= Robert Smellie (politician) =

Canadian politician

Robert Gordon "Bob" Smellie (August 23, 1923 – September 29, 2005) was a Canadian politician in Manitoba, Canada. He was a Progressive Conservative member of the Legislative Assembly of Manitoba from 1959 to 1966, and served as a cabinet minister in the government of Dufferin Roblin.

The son of Albert George Smellie and Jessie May Cummings, Smellie was born in Russell, was educated at Brandon College and the Manitoba Law School, and worked as a barrister at law before entering politics. He served in the Canadian Army with the Royal Winnipeg Rifles during World War II and was a member of the Canadian Legion and of the Manitoba Travel and Convention Association. In 1946, Smellie married Lois Evelyn Cochrane. He was originally a supporter of the Liberal-Progressives, but was drafted by Dufferin Roblin to join the Progressive Conservatives in the mid-1950s.

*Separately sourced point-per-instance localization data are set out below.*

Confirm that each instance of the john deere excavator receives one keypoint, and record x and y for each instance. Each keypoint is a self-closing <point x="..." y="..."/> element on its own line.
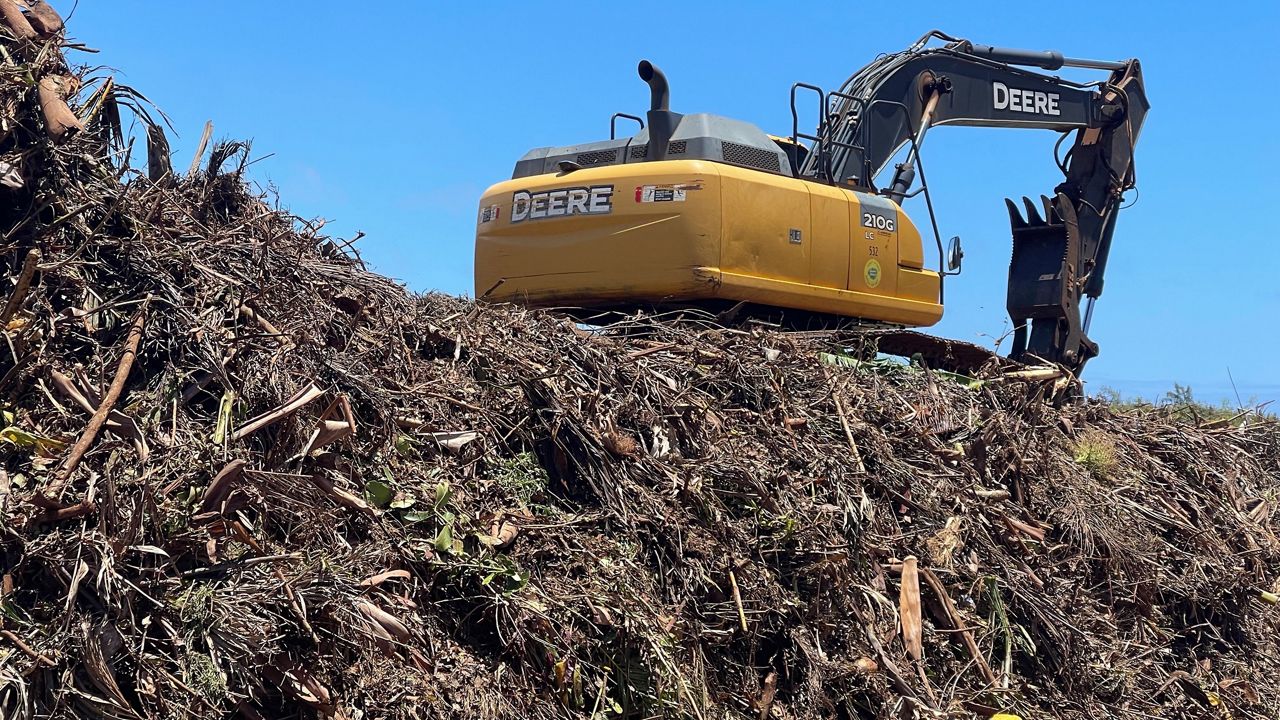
<point x="698" y="209"/>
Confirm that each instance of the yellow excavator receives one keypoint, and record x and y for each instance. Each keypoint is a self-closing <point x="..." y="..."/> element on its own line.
<point x="709" y="212"/>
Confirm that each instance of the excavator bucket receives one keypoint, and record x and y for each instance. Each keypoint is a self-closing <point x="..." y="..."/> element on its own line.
<point x="1043" y="277"/>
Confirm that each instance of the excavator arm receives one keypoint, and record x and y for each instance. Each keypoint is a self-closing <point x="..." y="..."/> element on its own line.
<point x="1060" y="249"/>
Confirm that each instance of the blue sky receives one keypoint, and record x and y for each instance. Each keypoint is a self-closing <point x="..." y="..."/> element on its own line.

He first ran for the Manitoba legislature in the 1958 provincial election, but lost to Liberal-Progressive incumbent Rodney Clement by 130 votes in the constituency of Birtle-Russell. He ran again in the 1959 election, and defeated Clement by 224 votes as the Progressive Conservatives won their first majority government in forty-five years.

Smellie was re-elected by a greater margin in the 1962 election, and was named Minister of Municipal Affairs on February 27, 1963. He remained in this position until July 22, 1966, when he was demoted to minister without portfolio. He lost to Rod Clement by 145 votes in the 1966 provincial election.

After his defeat, Smellie served chair of the Manitoba Local Boundaries Commission. This group produced a report on Winnipeg's internal boundaries in 1970, but its findings were superseded by the creation of a unicity the following year. After he retired from the practice of law, he served as chairman of the Municipal Board of Manitoba. Smellie died in 2005.